The opera will be Lyric’s first Spanish-language presentation. There are other Spanish operas, but they mostly fall outside of the standard repertoire. But for Chicago, the city with the second-largest Mexican community in the United States, this work that thematically begs the question, “What is home?” is timely and engaging for a diverse populace. The opera is also a boon to mariachi, a form so often relegated to the musical periphery, which will ideally be discovered anew by Lyric’s longtime devotees.

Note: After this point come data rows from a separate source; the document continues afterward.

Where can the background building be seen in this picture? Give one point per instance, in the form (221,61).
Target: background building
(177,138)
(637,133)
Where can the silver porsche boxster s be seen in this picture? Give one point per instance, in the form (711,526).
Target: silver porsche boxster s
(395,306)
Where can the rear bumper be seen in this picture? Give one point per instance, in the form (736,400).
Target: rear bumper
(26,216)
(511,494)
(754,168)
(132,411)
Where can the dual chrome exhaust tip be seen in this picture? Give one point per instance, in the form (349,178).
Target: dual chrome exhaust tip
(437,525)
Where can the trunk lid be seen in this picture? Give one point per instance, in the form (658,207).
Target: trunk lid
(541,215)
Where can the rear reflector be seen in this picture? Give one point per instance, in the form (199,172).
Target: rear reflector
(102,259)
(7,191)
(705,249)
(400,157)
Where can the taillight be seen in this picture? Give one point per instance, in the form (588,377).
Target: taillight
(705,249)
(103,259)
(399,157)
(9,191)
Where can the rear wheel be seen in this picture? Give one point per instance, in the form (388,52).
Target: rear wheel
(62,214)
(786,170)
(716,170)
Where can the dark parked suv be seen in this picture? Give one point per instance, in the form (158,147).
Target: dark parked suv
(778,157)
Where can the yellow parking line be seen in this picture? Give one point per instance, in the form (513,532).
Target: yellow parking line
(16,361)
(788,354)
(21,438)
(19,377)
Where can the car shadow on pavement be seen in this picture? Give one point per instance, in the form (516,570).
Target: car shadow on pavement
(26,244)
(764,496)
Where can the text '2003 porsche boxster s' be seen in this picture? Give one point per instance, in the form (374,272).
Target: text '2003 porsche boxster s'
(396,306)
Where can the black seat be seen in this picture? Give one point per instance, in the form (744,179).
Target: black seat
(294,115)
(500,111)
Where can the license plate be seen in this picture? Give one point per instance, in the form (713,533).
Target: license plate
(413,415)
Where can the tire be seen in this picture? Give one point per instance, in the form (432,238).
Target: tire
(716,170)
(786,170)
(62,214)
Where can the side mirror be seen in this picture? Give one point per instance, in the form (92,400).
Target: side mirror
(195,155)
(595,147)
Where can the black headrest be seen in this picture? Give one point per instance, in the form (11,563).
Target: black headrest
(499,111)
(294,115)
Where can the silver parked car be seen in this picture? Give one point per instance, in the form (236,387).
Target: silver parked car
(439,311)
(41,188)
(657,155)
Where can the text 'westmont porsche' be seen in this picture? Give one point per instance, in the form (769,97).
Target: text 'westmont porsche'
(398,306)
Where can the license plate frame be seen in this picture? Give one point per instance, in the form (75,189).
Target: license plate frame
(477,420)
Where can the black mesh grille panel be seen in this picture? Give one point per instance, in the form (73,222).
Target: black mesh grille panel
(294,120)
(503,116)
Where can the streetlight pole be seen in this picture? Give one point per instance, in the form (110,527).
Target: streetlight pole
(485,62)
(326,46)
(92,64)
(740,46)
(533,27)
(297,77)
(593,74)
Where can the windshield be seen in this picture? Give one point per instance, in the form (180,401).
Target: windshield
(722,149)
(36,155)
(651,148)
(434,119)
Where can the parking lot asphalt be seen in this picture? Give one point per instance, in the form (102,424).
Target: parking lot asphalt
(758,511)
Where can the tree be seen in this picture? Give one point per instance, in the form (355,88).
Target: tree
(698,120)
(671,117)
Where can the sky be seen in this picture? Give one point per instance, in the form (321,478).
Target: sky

This project—large-scale for the fledgling Lyric Unlimited program—was announced on Monday at Pilsen’s National Museum of Mexican Art, with whom “Cruzar” is a collaboration. Speaking enthusiastically about the spirit of outreach, Carlos Tortolero, founder and president of the museum, asserted, “you don’t just sit in your building and wait for people to come to you.”
Only one of five planned performances will take place at the Lyric’s Civic Opera House home. The remaining performances will be put up in thriving Latino communities—in Pilsen at the Benito Juarez Academy and in Waukegan at the historic Genesee Theatre. The trek out to Lake County, in particular, is an acknowledgement of the greater Chicago area’s importance to the city’s booming cultural scene.
For General Director Anthony Freud, who commissioned composer Martínez and lyricist Foglia (director of Terrence McNally’s 1996 “Master Class” on Broadway) to write the work during his tenure as general director of Houston Grand Opera, the combination was a natural one. “[Mariachi] is immediate, emotional and accessible. Just like opera,” said Freud, adding “I’ve rarely encountered audiences who’ve responded with the intensity of cheering and weeping [of “Cruzar”].”
Freud first approached Martínez after being entranced by a Houston performance of Mariachi Vargas de Tecalitlán, the performers and somewhat-chorus of “Cruzar,” and the group with which Martinez is the music director. Freud giddily described Mariachi Vargas, considered the world’s best mariachi, as “extraordinary virtuosos.” Mariachi Vargas will only perform at the Civic Opera House. For the community performances, the consistent cast of singers will be joined by the University of Texas Pan-American’s Mariachi Aztlán, “a truly breathtaking, young whiz-kid group.”
Mariachi Vargas and Mariachi Aztlán deploy the classic mariachi combination of six violins, three trumpets, one guitar, one guitarrón, a vihuela and a mariachi harp. That ratio of brass to violin necessitates amplification for the singers, all of whom reside onstage alongside the band—not separated by an orchestra pit. But Cecilia Duarte, a charming mezzo-soprano who originated the role of Renata and returns for Lyric’s production along with the entire premiere cast, insisted that the singers are unfazed by amplification and it does no harm to the emotional reverence of the work. Per Freud’s expressed desires, it’s “real mariachi; not mariachi-lite.”
Lyric Unlimited director Cayenne Harris said that the community performances will be expounded upon in schools by curricular activities and involvement with local youth music groups, like young mariachi ensembles. She also described a major symbol of the opera, the Monarch butterfly, which journeys each year from Washington D.C. to Mexico, enduring several generations over the long flight. Though brothers, sisters, mothers and fathers are lost along the way, the desire for home stays strong.
“Cruzar”‘s plot similarly concerns three generations of the Velásquez family, rectifying their Mexican heritage with an American existence, as a father’s past indiscretions unexpectedly come to light. Thematically operatic, to be sure. Though Freud said initially “people found it difficult to visualize or auralize what a mariachi opera would be like,” the beauty and intensity of the Monarch butterfly and the Velásquez clan should find itself right at home among Lyric’s fifty-eight years of operas.
The midwest premiere of “Cruzar la Cara de la Luna (To Cross the Face of the Moon)” will be performed at the Civic Opera House on April 7 and at the Benito Juarez Academy in Pilsen and Waukegan’s Genesee Theatre throughout the month of April.